ABSTRACT

This chapter explores the historical background to current debates on the relationship between corporations and human rights that is being played out in the UN Human Rights Council and related international fora. The chapter analyses the significance of a range of social forces and pressures for change in the post-War period up to the appointment of a UN Special Representative on business and human rights in 2005. The period following this appointment will be considered in Chapter 2. Here, we set out the reasons for the emergence of this debate in the UN, exploring its origins from the 1950s onwards, and provides an analysis of the key moments in the development of this debate. It has become received wisdom that the contours of contemporary debates

date back to the mid-1990s, when a series of high-profile events placed the issue of business and human rights squarely in the sights of the global media.
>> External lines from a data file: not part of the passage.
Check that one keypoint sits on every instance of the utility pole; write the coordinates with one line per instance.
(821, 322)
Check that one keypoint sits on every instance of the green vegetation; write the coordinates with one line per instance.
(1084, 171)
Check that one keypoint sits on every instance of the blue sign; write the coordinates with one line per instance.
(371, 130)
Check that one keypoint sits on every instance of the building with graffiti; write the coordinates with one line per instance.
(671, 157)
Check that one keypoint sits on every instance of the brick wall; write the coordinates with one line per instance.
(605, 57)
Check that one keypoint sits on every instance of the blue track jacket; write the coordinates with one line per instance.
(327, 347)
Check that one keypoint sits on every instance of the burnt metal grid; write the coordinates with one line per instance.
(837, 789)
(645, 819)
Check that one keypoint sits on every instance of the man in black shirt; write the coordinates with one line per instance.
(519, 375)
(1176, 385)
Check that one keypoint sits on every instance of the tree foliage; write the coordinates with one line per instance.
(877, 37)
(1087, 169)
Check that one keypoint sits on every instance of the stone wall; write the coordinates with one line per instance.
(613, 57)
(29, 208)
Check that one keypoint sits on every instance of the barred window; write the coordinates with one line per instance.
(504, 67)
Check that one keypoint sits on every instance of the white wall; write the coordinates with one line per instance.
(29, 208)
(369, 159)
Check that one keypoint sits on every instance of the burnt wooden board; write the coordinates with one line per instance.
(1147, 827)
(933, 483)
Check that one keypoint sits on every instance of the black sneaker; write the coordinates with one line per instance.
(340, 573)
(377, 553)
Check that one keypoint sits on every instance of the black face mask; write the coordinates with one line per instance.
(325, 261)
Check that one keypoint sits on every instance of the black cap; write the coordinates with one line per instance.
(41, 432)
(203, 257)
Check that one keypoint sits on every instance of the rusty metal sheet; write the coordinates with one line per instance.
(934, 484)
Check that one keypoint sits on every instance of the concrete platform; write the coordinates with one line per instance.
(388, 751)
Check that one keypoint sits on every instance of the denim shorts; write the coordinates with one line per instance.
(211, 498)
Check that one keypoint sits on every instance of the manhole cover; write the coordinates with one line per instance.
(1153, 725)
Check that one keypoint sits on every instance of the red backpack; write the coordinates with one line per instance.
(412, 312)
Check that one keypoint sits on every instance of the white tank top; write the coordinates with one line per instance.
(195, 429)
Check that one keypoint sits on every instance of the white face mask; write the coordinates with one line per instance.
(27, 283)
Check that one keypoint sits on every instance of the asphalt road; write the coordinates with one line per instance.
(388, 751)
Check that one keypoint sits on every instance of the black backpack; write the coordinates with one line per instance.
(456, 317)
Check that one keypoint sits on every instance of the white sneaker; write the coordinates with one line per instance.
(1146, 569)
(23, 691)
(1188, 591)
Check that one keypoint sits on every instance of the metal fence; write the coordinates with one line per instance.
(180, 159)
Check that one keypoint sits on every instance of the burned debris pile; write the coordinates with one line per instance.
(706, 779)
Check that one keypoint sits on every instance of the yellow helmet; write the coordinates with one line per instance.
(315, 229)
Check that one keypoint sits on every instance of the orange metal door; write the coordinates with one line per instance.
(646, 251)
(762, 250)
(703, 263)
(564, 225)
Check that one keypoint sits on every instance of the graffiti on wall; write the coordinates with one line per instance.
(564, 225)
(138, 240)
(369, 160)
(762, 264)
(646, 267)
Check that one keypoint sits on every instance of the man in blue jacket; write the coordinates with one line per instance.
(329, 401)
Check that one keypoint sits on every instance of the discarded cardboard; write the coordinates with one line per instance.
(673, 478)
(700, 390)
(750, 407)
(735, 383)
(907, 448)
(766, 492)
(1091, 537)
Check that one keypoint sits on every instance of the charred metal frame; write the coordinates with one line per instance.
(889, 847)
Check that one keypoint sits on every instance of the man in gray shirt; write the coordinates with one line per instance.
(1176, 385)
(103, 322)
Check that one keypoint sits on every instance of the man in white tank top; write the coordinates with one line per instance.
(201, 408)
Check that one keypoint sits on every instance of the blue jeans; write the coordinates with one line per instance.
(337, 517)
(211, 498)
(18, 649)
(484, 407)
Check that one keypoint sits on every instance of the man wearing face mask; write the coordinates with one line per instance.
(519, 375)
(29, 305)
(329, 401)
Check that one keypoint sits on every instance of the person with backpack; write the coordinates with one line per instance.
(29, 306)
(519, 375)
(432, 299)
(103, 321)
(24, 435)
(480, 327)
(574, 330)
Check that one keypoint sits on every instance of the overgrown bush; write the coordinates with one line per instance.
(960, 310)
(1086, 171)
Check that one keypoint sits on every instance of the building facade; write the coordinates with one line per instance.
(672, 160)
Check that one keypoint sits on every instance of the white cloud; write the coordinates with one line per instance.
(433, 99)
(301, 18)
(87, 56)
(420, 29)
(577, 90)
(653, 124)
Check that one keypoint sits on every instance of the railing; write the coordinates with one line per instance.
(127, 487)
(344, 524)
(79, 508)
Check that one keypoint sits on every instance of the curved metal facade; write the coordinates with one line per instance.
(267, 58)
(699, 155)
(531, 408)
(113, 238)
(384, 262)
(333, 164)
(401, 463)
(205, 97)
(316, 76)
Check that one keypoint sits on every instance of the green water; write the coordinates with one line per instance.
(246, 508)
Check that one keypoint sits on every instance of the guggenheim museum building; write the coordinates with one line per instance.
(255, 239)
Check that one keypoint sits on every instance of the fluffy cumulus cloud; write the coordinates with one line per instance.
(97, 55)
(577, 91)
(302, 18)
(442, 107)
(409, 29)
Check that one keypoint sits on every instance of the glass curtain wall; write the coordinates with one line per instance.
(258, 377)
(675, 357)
Hristova’s (2012, p. 92) assertion that ‘The impact of corporate conduct on human rights first attracted the attention of the U.N. in the late 1990s’ reflects an assertion that is commonly repeated by practitioners in this field. Indeed, there is a residual assumption amongst many, particularly in the human rights NGO community, that the problem of corporate human rights first rose to the surface in the 1990s with the series of cases that ended up is the US tort courts (discussed in Chapter 3). This chapter will draw upon evidence and analyses that reveal the origins of the debate as being much earlier. It therefore seeks to develop a much longer historical perspective to understand the emergence of a movement that has sought to identify and challenge corporate complicity in human rights violations. This historical analysis will show that this field of policy has been highly contested and fractious, and will therefore locate the origins of the similarly fractious attempt to build a UN consensus around this policy field in recent years.